Reddit x 100

AUTHOR_COUNTS <-  here("exploratory_analyses/03_systematic_sample/data/subreddit_counts_scores.csv")
author_count_measures <- read_csv(AUTHOR_COUNTS, col_names = c("subreddit","author_n","word_H","word_mean_n","word_sd","word_total","score_mean",                                                    "score_sd","score_H","comments_n_long","comments_n_all",
                                                               "posts_n_all","comments_posts_ratio")) %>%
  filter(author_n > 100) %>%
  arrange(-author_n) %>%
  mutate(author_rank = 1:n())

author_counts <- author_count_measures %>%
  select(subreddit, author_n, author_rank)

Summary of findings:

There’s a robust Zipf’s law relationship between number of words and community size - I don’t think this has ever been shown before!
Larger communities produce more comments relative to posts (power law).
Larger communities have members with longer lifespans
Larger communities have shorter lags between comments on a thread (power law).
Larger communities have less churn.
Larger communities have more inequality across authors in terms of posting - relatively fewer people do more of the posting.
Larger communities have lower (normalized) scores.
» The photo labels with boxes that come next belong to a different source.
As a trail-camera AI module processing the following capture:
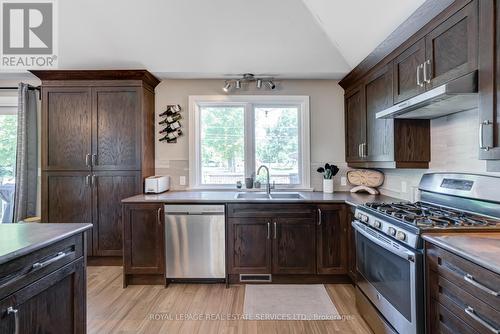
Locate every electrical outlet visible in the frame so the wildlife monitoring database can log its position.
[340,176,347,186]
[401,181,408,193]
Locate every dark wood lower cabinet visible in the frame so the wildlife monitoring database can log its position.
[317,204,347,274]
[272,218,316,274]
[226,217,272,274]
[123,203,165,286]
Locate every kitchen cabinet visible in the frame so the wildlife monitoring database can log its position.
[425,242,500,333]
[227,217,273,274]
[317,204,347,274]
[272,217,316,274]
[32,70,159,264]
[226,204,348,283]
[123,203,165,287]
[477,0,500,163]
[422,0,479,89]
[345,86,366,162]
[0,224,90,334]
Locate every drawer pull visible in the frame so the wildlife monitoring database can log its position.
[7,306,19,334]
[31,252,74,270]
[464,274,498,297]
[464,306,500,334]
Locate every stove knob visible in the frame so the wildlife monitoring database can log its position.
[396,231,406,241]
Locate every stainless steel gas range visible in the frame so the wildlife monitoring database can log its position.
[352,173,500,334]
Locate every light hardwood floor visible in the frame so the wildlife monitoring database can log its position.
[87,267,371,334]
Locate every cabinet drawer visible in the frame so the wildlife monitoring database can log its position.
[426,243,500,311]
[227,204,315,218]
[0,233,84,299]
[429,300,479,334]
[429,271,500,333]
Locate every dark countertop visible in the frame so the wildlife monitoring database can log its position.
[422,232,500,275]
[0,223,92,264]
[122,190,401,206]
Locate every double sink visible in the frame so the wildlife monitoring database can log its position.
[235,192,304,200]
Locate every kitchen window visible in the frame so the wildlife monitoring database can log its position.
[189,95,310,189]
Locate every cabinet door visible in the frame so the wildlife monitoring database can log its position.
[92,87,142,170]
[41,172,93,255]
[227,217,272,274]
[123,204,165,274]
[92,171,141,256]
[425,0,478,89]
[0,259,86,334]
[272,218,316,274]
[42,87,92,170]
[361,65,394,161]
[345,86,366,162]
[477,0,500,160]
[393,38,425,104]
[317,205,347,274]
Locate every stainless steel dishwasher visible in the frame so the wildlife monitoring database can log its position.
[165,205,226,280]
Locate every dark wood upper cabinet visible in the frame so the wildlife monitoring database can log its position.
[92,87,141,170]
[272,218,316,274]
[317,204,347,274]
[33,70,159,256]
[478,0,500,163]
[345,86,366,162]
[92,171,141,256]
[123,203,165,276]
[42,87,92,170]
[392,38,425,104]
[361,64,394,161]
[424,0,478,89]
[227,217,273,274]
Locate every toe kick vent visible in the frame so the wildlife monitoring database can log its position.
[240,274,272,282]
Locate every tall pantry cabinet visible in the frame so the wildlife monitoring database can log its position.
[32,70,159,261]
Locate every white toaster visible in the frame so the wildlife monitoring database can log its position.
[144,175,170,194]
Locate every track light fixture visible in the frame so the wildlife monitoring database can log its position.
[222,73,276,93]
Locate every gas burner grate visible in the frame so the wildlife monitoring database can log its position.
[366,202,500,228]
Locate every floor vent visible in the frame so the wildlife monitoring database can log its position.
[240,274,273,282]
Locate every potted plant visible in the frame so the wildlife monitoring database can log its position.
[317,163,339,194]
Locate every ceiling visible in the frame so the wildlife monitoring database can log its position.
[6,0,424,79]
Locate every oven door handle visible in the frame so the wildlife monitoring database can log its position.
[352,220,416,262]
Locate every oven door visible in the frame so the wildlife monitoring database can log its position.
[352,221,421,334]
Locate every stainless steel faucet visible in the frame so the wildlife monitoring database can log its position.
[257,165,271,195]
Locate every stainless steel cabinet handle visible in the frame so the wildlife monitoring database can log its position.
[424,59,431,83]
[31,252,74,269]
[156,208,161,225]
[464,274,499,297]
[479,120,493,151]
[7,306,19,334]
[464,306,500,334]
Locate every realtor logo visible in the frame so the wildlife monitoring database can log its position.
[0,0,57,70]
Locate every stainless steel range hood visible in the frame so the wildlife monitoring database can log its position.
[376,71,478,119]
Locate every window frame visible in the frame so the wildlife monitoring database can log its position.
[189,95,311,190]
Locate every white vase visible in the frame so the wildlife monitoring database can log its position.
[323,179,333,194]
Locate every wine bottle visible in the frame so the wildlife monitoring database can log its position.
[160,129,182,142]
[160,122,181,133]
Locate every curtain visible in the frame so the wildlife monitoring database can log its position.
[13,83,38,222]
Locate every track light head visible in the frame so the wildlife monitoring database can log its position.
[266,80,276,89]
[222,81,231,93]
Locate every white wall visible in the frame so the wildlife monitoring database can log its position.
[381,109,500,200]
[155,80,346,190]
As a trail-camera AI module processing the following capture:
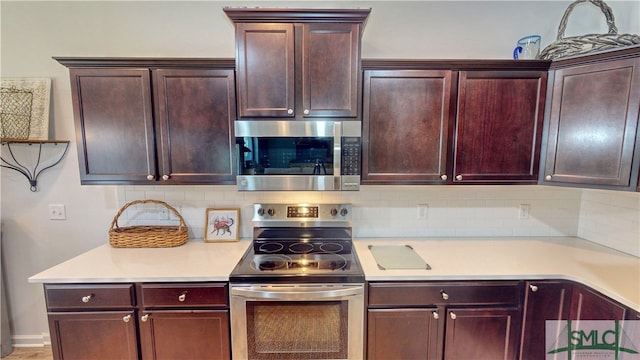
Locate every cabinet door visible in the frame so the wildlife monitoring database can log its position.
[140,310,231,360]
[302,23,360,117]
[520,281,571,360]
[544,58,640,190]
[49,311,138,360]
[70,69,157,184]
[236,23,295,118]
[444,308,521,360]
[367,308,440,360]
[153,69,236,184]
[453,71,547,183]
[362,70,452,184]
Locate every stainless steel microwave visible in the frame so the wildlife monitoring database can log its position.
[235,120,362,191]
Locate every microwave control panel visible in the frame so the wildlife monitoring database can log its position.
[341,137,360,175]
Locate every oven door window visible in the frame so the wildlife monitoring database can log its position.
[236,137,334,175]
[246,300,348,359]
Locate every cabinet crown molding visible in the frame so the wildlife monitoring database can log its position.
[223,7,371,24]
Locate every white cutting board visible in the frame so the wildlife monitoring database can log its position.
[369,245,431,270]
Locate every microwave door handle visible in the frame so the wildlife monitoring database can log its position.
[231,287,363,300]
[332,121,342,176]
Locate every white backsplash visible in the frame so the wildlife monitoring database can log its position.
[578,190,640,257]
[118,185,582,242]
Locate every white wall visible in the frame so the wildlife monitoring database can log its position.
[0,0,640,344]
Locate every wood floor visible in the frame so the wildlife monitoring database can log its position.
[2,346,53,360]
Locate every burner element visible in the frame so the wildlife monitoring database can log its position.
[251,255,291,271]
[258,242,284,254]
[289,242,314,254]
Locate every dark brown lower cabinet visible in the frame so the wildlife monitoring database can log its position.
[367,308,439,360]
[444,306,521,360]
[520,281,572,360]
[49,310,138,360]
[367,281,522,360]
[45,282,231,360]
[569,284,626,320]
[140,310,230,359]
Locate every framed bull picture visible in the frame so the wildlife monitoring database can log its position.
[204,208,240,242]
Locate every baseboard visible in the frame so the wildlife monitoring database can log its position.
[11,333,51,347]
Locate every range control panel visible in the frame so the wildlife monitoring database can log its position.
[341,137,360,175]
[253,204,351,226]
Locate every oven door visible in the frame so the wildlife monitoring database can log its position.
[231,284,364,359]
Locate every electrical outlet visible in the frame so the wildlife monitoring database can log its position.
[418,204,429,220]
[49,204,67,220]
[518,204,531,220]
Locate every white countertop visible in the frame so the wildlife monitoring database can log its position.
[29,237,640,311]
[29,240,250,283]
[355,237,640,311]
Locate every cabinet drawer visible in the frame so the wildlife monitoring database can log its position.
[140,283,229,308]
[44,284,134,311]
[369,281,521,306]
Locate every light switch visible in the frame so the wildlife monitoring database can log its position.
[49,204,67,220]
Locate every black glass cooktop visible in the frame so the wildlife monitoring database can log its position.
[230,228,364,283]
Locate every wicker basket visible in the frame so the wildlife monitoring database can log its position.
[109,200,189,248]
[539,0,640,60]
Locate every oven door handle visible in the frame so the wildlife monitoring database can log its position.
[231,286,364,301]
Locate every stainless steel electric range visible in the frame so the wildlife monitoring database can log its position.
[229,204,364,359]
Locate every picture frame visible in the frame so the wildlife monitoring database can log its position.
[204,208,240,242]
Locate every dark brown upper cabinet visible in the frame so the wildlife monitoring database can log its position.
[362,69,455,184]
[362,60,549,184]
[57,58,236,185]
[540,46,640,191]
[224,8,370,120]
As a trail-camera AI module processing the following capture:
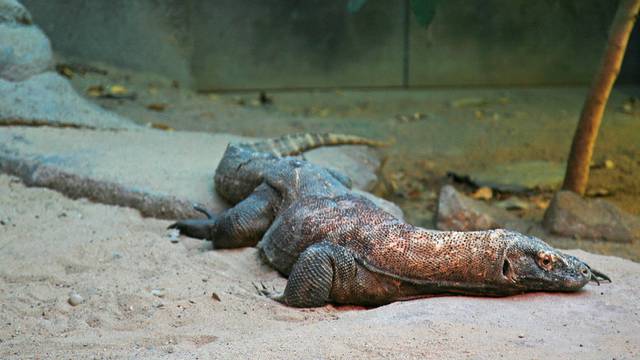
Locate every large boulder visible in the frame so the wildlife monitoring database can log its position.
[0,127,402,219]
[0,0,53,81]
[543,191,640,242]
[0,71,138,129]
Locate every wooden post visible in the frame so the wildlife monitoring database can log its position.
[562,0,640,195]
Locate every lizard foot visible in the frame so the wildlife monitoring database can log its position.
[251,281,284,304]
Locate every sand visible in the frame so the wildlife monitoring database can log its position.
[0,175,640,359]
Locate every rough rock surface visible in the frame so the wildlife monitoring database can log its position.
[0,72,139,129]
[0,0,53,81]
[436,185,526,231]
[0,0,32,25]
[543,191,640,242]
[0,175,640,360]
[0,127,402,219]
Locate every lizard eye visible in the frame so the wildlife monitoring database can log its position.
[538,251,553,271]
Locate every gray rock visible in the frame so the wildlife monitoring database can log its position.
[0,72,139,129]
[0,22,53,81]
[0,127,390,219]
[469,161,565,192]
[543,191,640,242]
[0,0,32,25]
[436,185,527,231]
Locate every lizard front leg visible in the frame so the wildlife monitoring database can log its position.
[270,242,358,307]
[169,184,280,248]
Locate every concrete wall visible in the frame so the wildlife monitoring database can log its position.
[23,0,640,90]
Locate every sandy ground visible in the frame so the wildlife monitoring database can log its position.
[57,64,640,261]
[0,175,640,359]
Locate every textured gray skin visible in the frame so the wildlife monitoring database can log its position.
[171,134,609,307]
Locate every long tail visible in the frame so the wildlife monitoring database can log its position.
[239,133,389,156]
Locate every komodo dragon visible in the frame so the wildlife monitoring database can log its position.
[170,134,610,307]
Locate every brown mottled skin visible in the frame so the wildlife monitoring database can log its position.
[171,134,609,307]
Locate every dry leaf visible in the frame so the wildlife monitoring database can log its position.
[147,103,169,111]
[87,85,104,97]
[471,186,493,200]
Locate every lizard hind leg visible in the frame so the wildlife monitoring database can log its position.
[271,242,356,307]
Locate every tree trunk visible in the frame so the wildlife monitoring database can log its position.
[562,0,640,195]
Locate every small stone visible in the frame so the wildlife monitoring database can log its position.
[167,229,180,244]
[151,288,166,298]
[604,159,616,170]
[471,186,493,200]
[67,291,84,306]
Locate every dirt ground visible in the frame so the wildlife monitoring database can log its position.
[0,175,640,359]
[58,64,640,261]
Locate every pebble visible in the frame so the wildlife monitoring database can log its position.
[604,159,616,170]
[67,291,84,306]
[167,229,180,244]
[496,198,529,210]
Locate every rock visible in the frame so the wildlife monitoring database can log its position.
[0,0,53,81]
[0,127,390,220]
[0,23,53,81]
[543,191,640,242]
[0,72,138,129]
[304,146,380,190]
[167,229,180,244]
[0,0,32,25]
[67,291,84,306]
[151,289,166,298]
[353,189,404,220]
[436,185,527,231]
[0,175,640,360]
[462,161,565,192]
[495,197,529,210]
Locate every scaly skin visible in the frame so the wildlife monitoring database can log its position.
[171,134,609,307]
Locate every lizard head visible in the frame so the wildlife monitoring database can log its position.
[502,232,611,291]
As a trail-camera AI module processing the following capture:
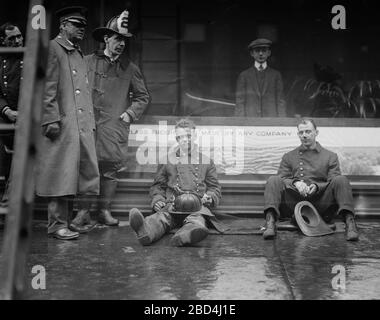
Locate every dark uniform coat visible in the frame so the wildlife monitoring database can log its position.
[0,56,23,122]
[86,51,150,169]
[0,56,23,149]
[150,154,221,215]
[235,66,286,118]
[278,142,341,194]
[36,36,99,196]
This is a Zipf-like distribution.
Larger communities have lower comment entropy (though weak).
Larger communities have authors that are less coherent with respect to themselves, i.e. change more.

#Implications for language change:
#* Larger communnities: more homogenous input because of inequality across speakers
# More consensus -> faster word gain.

Language counts

More people, more words. (there’s no relationship between mean/sd post length and author n.)

Total words

r2 <- lm(unlist(log(author_count_measures[,"author_n"])) ~ unlist(log(author_count_measures[,"word_total"]))) %>%
    summary() %>%
   pluck("r.squared") %>%
  round(2)

Quantity of language as a function of community size follows a power law, with an exponent of 1.03, meaning it’s a Zipfs law (~1). And an \(R^2\) = 0.91!

ggplot(author_count_measures, aes(x = author_n, y = word_total)) +
  geom_point() +
  geom_smooth(method = "lm")+
  scale_y_log10(name = "N total words (log)") +
  scale_x_log10(name = "N authors (log)")+
  theme_classic()

N comments (at least 100 words)

Exp: 1.13.

ggplot(author_count_measures, aes(x = author_n, y = comments_n_long)) +
  geom_point() +
  geom_smooth(method = "lm")+
  scale_y_log10(name = "N comments (log)") +
  scale_x_log10(name = "N authors (log)")+
  theme_classic()

N Posts

Exp: 0.62.

Low exp -> more inequality (large communities with lots of posts)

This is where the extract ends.